Kalifornia is currently undergoing one of the most severe droughts on record. However Republican Assemblywoman Shannon Grove, claims the Environmental Protection Agency (EPA) is literally draining water into the sea all for the sake of a three-inch fish.
After only three years of drought conditions, farmers in the San Joaquin Valley have been forced to let tens of thousands of acres of citrus and almond trees die for lack of water.
Grove claims the Endangered Species Act and its effort to protect the tiny delta smelt has taken water away from farmers. She says the state should have stored up more water from wet years and not flushed 800,000 acre-feet into the San Francisco Bay last winter and an additional 445,000 acre-feet this spring to safeguard the endangered fish.

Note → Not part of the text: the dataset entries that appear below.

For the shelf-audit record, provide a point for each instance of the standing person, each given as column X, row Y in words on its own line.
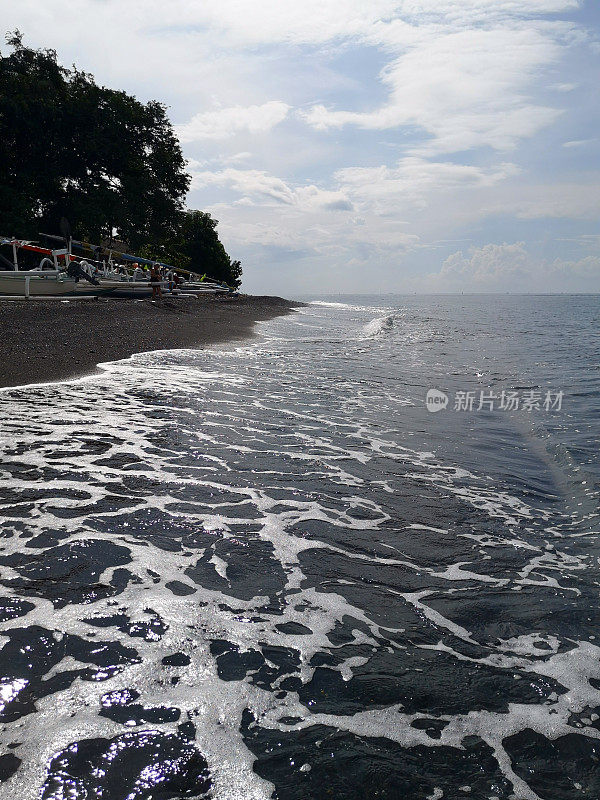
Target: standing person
column 155, row 281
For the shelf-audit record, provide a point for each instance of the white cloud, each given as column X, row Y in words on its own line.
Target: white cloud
column 511, row 267
column 268, row 189
column 465, row 89
column 579, row 142
column 225, row 122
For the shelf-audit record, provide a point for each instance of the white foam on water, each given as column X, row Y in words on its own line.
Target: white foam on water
column 238, row 440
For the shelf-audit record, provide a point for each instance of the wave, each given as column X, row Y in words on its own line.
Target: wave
column 379, row 326
column 330, row 305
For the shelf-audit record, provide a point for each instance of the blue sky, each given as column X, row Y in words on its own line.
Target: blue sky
column 344, row 146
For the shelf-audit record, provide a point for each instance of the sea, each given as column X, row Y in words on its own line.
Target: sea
column 354, row 557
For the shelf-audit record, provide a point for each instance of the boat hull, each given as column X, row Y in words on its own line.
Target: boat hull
column 21, row 284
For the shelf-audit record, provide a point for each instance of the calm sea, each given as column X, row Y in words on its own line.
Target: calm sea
column 272, row 570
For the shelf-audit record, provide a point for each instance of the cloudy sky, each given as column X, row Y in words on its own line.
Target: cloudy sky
column 368, row 145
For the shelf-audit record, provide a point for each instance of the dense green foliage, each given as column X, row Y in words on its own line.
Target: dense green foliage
column 199, row 245
column 107, row 162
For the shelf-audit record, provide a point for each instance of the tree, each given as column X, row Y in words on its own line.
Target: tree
column 97, row 156
column 201, row 250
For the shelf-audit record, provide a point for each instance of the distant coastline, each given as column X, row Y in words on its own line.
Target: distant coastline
column 51, row 340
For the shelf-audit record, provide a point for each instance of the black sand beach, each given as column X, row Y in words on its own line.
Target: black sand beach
column 50, row 340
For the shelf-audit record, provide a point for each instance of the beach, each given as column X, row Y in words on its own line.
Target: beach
column 45, row 340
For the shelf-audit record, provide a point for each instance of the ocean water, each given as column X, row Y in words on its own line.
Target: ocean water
column 270, row 571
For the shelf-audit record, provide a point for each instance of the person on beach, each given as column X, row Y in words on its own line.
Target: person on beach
column 155, row 278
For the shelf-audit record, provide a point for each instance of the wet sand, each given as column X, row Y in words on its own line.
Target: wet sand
column 50, row 340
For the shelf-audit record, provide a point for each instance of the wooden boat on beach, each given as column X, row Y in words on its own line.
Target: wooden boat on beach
column 29, row 283
column 50, row 278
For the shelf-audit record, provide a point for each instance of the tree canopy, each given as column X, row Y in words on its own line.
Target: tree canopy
column 99, row 157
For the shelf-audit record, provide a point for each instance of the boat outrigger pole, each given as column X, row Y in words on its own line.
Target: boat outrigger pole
column 94, row 248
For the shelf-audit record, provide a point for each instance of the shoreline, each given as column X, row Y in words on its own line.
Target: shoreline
column 47, row 341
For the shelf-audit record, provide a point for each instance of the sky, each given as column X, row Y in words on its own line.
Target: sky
column 368, row 146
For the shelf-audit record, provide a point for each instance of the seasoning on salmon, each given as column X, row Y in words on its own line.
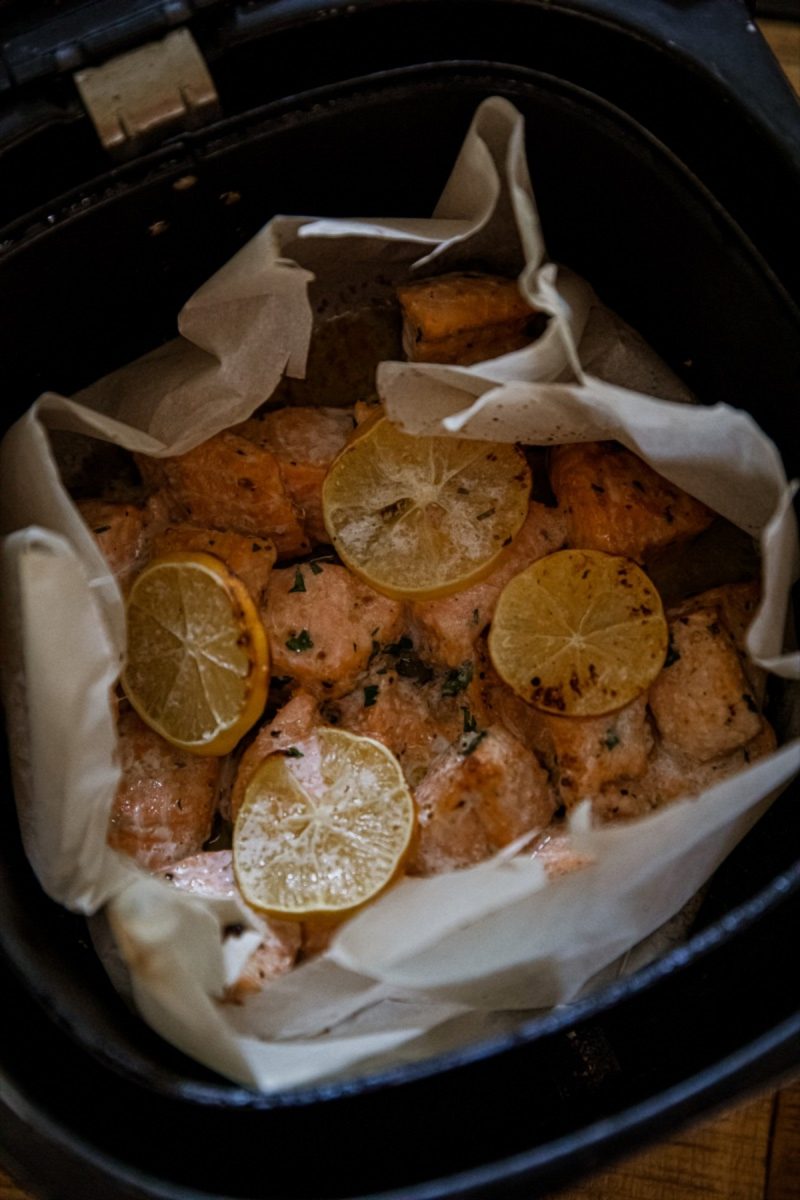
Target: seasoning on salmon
column 230, row 483
column 120, row 532
column 292, row 724
column 323, row 625
column 617, row 503
column 446, row 630
column 480, row 795
column 166, row 799
column 409, row 713
column 589, row 753
column 465, row 318
column 674, row 775
column 305, row 442
column 211, row 874
column 248, row 557
column 702, row 702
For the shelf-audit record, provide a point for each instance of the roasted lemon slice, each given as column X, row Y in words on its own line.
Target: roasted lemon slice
column 324, row 827
column 197, row 653
column 579, row 633
column 421, row 517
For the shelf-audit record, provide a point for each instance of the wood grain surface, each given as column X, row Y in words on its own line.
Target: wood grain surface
column 752, row 1151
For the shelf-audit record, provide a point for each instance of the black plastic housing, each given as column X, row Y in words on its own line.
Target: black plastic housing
column 665, row 150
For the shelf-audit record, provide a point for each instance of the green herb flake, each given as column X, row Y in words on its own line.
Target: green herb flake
column 470, row 724
column 457, row 679
column 474, row 743
column 673, row 655
column 401, row 647
column 299, row 642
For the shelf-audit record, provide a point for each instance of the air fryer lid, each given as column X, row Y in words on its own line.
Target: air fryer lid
column 132, row 1072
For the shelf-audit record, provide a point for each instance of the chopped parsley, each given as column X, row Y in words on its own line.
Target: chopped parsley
column 299, row 642
column 457, row 679
column 401, row 647
column 673, row 655
column 474, row 743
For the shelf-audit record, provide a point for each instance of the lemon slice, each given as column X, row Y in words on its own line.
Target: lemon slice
column 579, row 633
column 421, row 517
column 324, row 827
column 197, row 653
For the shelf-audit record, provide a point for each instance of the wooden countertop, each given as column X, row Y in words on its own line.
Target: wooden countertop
column 750, row 1152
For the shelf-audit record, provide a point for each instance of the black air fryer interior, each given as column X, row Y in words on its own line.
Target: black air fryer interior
column 675, row 237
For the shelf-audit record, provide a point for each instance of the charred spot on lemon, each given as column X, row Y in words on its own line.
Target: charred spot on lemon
column 197, row 653
column 324, row 829
column 422, row 517
column 579, row 633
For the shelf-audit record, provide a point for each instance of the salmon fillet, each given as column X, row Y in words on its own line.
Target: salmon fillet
column 465, row 318
column 446, row 630
column 415, row 720
column 588, row 753
column 121, row 533
column 479, row 796
column 229, row 483
column 293, row 723
column 617, row 503
column 673, row 775
column 305, row 442
column 164, row 804
column 702, row 701
column 737, row 604
column 323, row 625
column 248, row 557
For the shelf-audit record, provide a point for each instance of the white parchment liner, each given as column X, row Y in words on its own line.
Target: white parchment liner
column 450, row 953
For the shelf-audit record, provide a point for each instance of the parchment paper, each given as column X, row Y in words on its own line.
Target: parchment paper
column 434, row 959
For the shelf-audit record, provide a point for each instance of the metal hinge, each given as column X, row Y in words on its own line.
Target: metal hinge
column 137, row 100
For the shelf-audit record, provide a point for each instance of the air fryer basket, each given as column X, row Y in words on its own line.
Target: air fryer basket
column 97, row 1104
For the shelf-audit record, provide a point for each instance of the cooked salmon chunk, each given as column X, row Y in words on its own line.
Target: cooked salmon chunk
column 248, row 557
column 211, row 874
column 121, row 533
column 230, row 483
column 617, row 503
column 702, row 702
column 464, row 318
column 446, row 630
column 737, row 604
column 166, row 799
column 479, row 796
column 414, row 719
column 588, row 753
column 293, row 723
column 674, row 775
column 324, row 624
column 305, row 442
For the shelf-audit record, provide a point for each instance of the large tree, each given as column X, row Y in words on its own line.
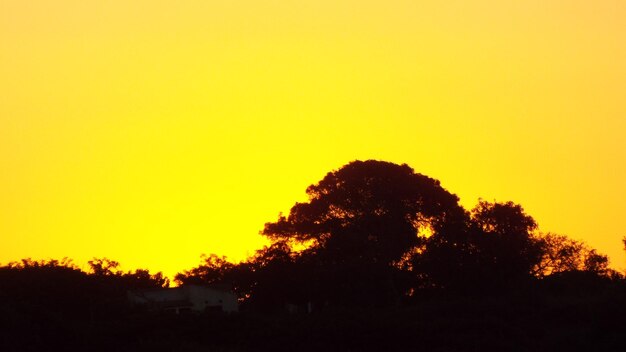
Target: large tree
column 367, row 212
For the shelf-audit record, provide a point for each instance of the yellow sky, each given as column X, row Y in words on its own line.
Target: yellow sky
column 153, row 131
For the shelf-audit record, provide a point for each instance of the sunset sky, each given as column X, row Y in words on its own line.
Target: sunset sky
column 152, row 131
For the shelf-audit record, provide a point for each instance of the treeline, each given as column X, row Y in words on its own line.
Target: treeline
column 379, row 258
column 375, row 233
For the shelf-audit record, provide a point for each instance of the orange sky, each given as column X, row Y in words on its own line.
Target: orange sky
column 152, row 131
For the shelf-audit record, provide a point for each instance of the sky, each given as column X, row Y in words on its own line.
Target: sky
column 152, row 131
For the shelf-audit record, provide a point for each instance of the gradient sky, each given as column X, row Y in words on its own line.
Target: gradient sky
column 152, row 131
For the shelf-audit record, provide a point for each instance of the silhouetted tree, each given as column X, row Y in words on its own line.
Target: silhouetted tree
column 493, row 248
column 369, row 211
column 561, row 254
column 359, row 223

According to the University of California-Davis, this represents the “greatest water loss ever seen” for California agriculture and resulted in the loss of 17,000 seasonal and part-time jobs.

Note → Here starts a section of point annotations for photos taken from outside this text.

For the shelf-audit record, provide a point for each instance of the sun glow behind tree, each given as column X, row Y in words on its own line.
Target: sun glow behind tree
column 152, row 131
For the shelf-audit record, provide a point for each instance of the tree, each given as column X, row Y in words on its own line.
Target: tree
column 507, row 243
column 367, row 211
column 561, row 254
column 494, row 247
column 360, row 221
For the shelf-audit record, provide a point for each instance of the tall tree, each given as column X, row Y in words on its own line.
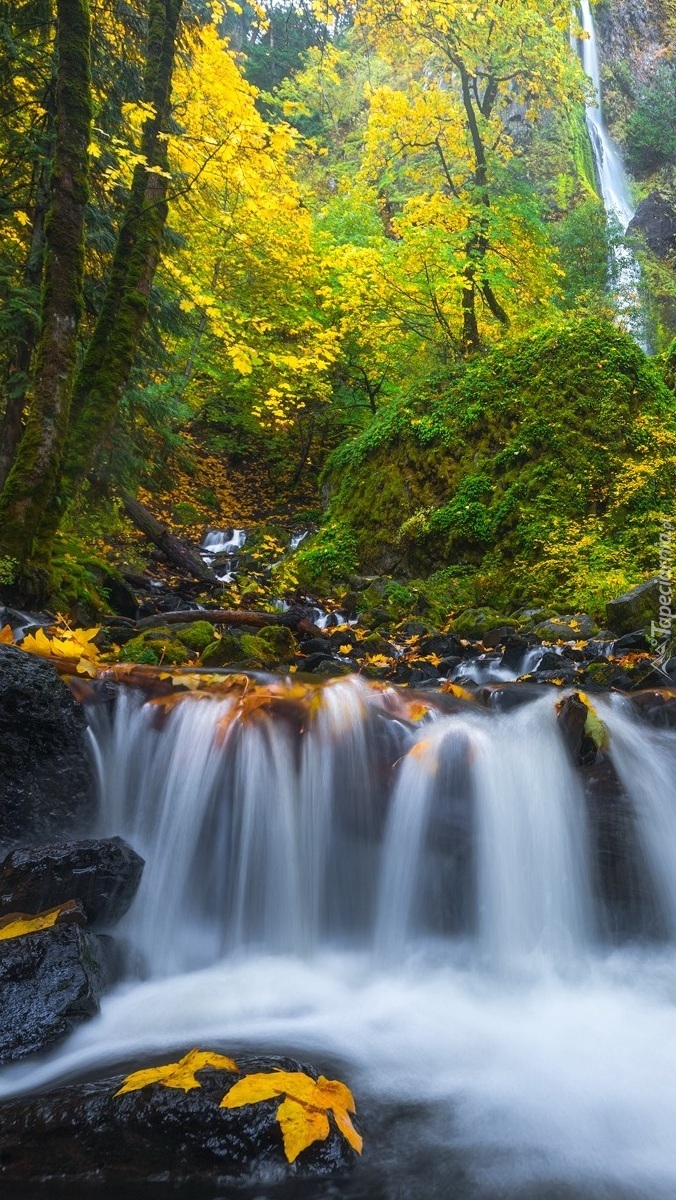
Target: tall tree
column 490, row 63
column 35, row 471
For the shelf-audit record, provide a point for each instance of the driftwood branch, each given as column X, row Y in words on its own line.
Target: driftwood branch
column 294, row 618
column 177, row 551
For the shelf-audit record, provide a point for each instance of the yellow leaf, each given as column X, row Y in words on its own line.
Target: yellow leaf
column 454, row 689
column 301, row 1126
column 303, row 1113
column 16, row 924
column 178, row 1074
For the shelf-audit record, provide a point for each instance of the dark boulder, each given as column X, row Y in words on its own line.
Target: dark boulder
column 46, row 778
column 623, row 881
column 51, row 982
column 656, row 220
column 102, row 874
column 634, row 610
column 85, row 1133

“Today’s drought I think is more politically driven than weather-related,” said a local farmer, and added that he doesn’t remember these kinds of problems until Congress passed the Endangered Species Act in 1973.
“Until that happened we were fine,” he said. “We got through all our droughts with no issues.”
“Does that make any sense?” Grove asks. “Are these fish that valuable? “Should we always put fish over humans?”
“So I have one more question to ask you,” Grove said. “What civilized society destroys its own food source for a three-inch fish?”